According to one marketing study, Millennial men are less likely to get romance going in the first place. Men and women were asked if "men should be the ones to lead and initiate in romance." Almost 45 percent of women agreed. Only 33 percent of men did.

Another finding in the same study: Both men and women were asked to list their greatest fears. For women, being alone ranked second behind being sick. For men being alone near the bottom, just above being bored.

For women the fall of gender boundaries has meant freedom, choice and opportunity. For men it has meant confusion. The expectations and assumptions that formed the superstructure for manhood for generations has fallen away, with nothing yet emerging to take their place.

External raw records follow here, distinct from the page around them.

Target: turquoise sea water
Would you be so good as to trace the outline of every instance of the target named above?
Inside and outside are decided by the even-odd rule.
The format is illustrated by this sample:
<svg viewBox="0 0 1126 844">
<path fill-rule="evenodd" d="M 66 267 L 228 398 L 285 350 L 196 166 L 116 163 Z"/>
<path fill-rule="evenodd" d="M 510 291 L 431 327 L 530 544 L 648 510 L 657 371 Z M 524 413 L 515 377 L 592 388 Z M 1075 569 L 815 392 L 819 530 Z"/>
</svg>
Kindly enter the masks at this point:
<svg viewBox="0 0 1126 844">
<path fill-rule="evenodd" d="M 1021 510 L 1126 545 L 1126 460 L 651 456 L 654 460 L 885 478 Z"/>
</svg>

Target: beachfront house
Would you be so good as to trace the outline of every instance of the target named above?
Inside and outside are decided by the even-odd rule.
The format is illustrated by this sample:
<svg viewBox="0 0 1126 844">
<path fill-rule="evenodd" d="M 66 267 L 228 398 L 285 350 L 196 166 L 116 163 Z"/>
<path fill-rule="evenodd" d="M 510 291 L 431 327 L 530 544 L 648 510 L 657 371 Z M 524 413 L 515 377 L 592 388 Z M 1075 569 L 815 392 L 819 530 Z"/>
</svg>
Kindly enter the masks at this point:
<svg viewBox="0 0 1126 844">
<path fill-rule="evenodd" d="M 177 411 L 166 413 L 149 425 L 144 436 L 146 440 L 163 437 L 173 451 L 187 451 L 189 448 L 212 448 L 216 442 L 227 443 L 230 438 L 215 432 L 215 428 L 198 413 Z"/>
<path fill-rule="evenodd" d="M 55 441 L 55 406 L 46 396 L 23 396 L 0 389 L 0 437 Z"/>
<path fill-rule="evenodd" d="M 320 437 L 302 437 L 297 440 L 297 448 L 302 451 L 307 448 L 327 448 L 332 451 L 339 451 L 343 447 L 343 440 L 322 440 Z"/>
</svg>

The statistics of apparent male decline however do not signal XY Armageddon. They are a natural reaction to an unprecedented shift in power. Most are adjusting nicely to the withdrawal of past entitlements. They will form the core of 2020 men who compete and win without privilege.

Others will struggle: some to the point that they simply choose to opt out of the competition -- in education, careers, even relationships.

Men and women are swept up in the same revolution. as history teaches, revolutions don't go backwards. The world of men and women has changed forever. Accept it or reject it.

Either way as archetype manly man John Wayne said in Stagecoach: "Well, there's some things a man just can't run away from."